Para ficar apenas neste caso célebre, em 1992 as investigações revelaram que o coordenador das operações terroristas na Argentina agiu a partir de Foz do Iguaçu. fazendo uso de um telefone atribuído a um certo XXXXXXX (Nisman & Burgos 2013b, p. 9). Esse mesmo número de telefone foi conectado a várias ligações telefônicas feitas pelo grupo operacional do atentado (Nisman & Burgos 2013a, p. 25 e p. 565). O relatório aponta ainda que o attaché Civil da Embaixada do Irã em Brasília entre 1991 e 1993, Jaffar Saadat Ahmad-Nia, era um agente da inteligência iraniana (VEVAK). Segundo depoimentos constantes do relatório, o. Jaffar teria ido à Argentina para ajudar a resolver potenciais problemas logísticos do grupo operacional para os atentados. De qualquer forma, independentemente da acusação, os registros demonstram que Jaffar entrou na Argentina no dia anterior aos ataques e retornou no dia posterior ao ataque à embaixada Israelense em Buenos Aires (Nisman & Burgos 2013b, p. 27). Existem inúmeros registros de atividades, desde a passagem de Moshen Rabbani pelas cidades de São Paulo, Rio de Janeiro e Curitiba, em 1984. Tanto a Agência Brasileira de Inteligência (ABIN) quanto a Polícia Federal acompanharam, em 1995, a presença de Khalid Sheikh Mohammed no Brasil. Preso em Guantánamo, ele ficou conhecido como a mente por trás dos ataques de 11 de setembro e esteve ligado a vários ataques da Al Qaeda entre 1993 e 2003. De acordo com a famosa 9/11 Commission Report, Mohammed esteve em Foz do Iguaçu em 1995, para encontrar com um contato indicado por Mohamed Atef (Abu Hafs), à época chefe operacional da Al Qaeda (9/11-Commission 2005, p. 148). 

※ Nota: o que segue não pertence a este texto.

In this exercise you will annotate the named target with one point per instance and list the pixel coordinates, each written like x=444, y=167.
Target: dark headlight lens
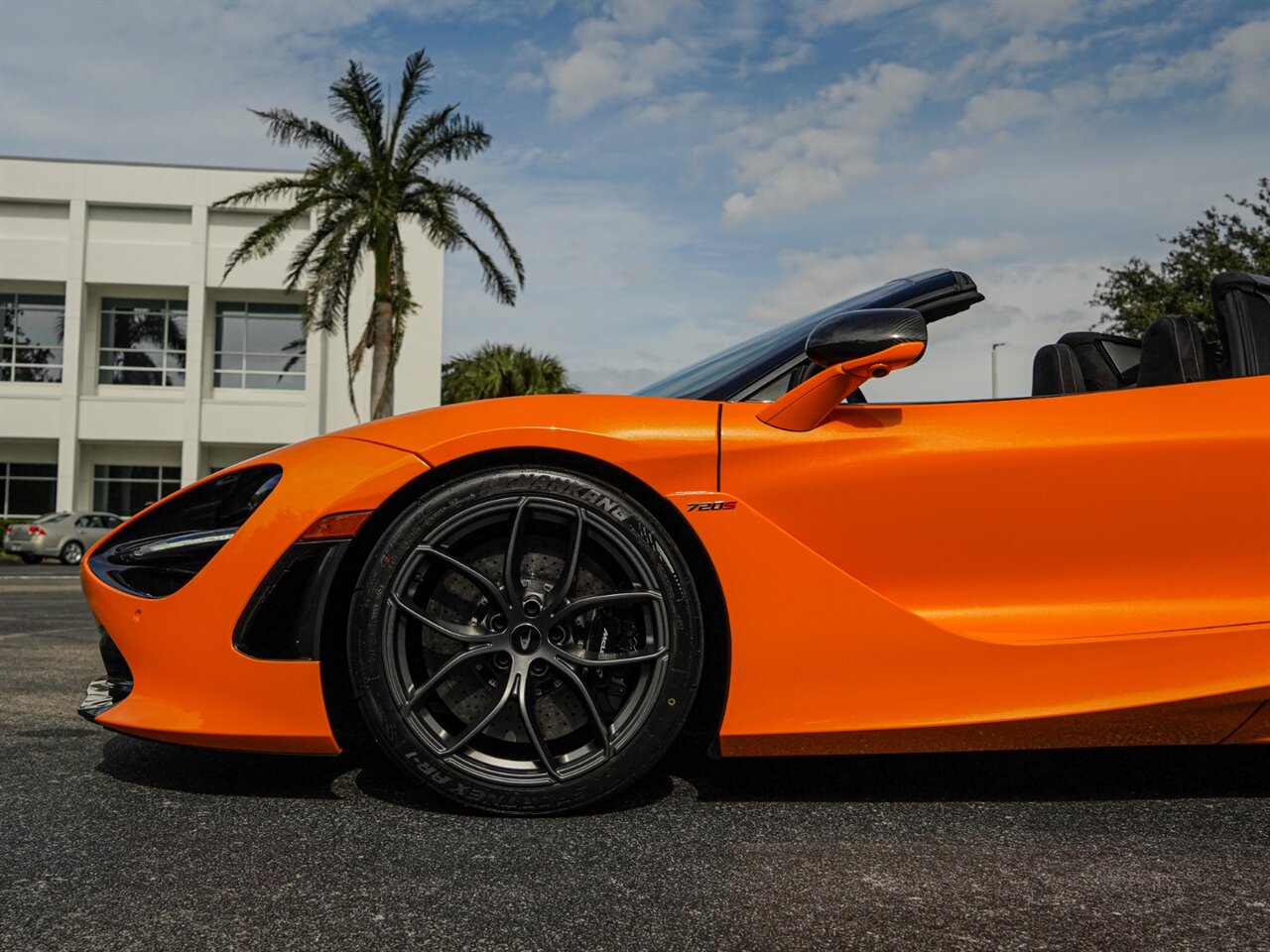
x=157, y=552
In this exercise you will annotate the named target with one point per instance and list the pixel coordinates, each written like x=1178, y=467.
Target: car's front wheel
x=526, y=640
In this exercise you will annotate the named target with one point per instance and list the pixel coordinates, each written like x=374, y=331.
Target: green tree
x=361, y=198
x=502, y=370
x=1135, y=294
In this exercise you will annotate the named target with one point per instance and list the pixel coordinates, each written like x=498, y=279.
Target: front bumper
x=112, y=687
x=190, y=683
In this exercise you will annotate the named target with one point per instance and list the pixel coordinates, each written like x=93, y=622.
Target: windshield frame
x=738, y=371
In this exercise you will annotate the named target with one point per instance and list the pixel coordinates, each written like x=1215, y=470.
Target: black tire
x=539, y=693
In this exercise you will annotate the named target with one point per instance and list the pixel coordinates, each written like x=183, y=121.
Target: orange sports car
x=526, y=601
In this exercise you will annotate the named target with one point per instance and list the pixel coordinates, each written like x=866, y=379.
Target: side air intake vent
x=157, y=552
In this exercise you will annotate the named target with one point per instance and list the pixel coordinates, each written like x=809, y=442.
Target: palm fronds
x=357, y=197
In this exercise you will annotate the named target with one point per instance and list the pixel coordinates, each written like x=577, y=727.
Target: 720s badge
x=711, y=507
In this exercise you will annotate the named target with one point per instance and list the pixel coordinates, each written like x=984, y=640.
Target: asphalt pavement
x=117, y=843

 Ainda em 2016, durante a realização dos Jogos Olímpicos no Brasil, a agência antiterrorismo da Polícia Federal monitorava nada menos do que 42 indivíduos suspeitos de ligação com o terrorismo islâmico em território nacional. Não é o caso de relatar aqui a tentativa de entrada e a passagem, pelo Brasil, de inúmeros suspeitos pelo envolvimento com o terrorismo, nas últimas décadas. Basta saber que eles atuam por aqui e que num momento de acirramento da conjuntura internacional no Oriente Médio, assim como a Argentina foi o Brasil pode ser alvo de algum atentado. Conheci de perto as estruturas de inteligência federal e do Estado de São Paulo, suas capacidades e deficiências, ambas seriamente sub-dimensionadas, sub-financiadas e incapazes de lidar com este tipo de ameaça. O Brasil não é alvo por conta de sua histórica postura de neutralidade durante os conflitos no Oriente Médio e não pelo receio de detecção e antecipação pelos órgãos de segurança. 

 Passou da hora de o Brasil repensar sua estrutura de segurança pública e inteligência. Se não para lidar com o perigo remoto do terrorismo, ao menos para confrontar a ameaça imediata que o crime organizado e radicais impõem ao estado democrático de direito e à qualidade de vida da população.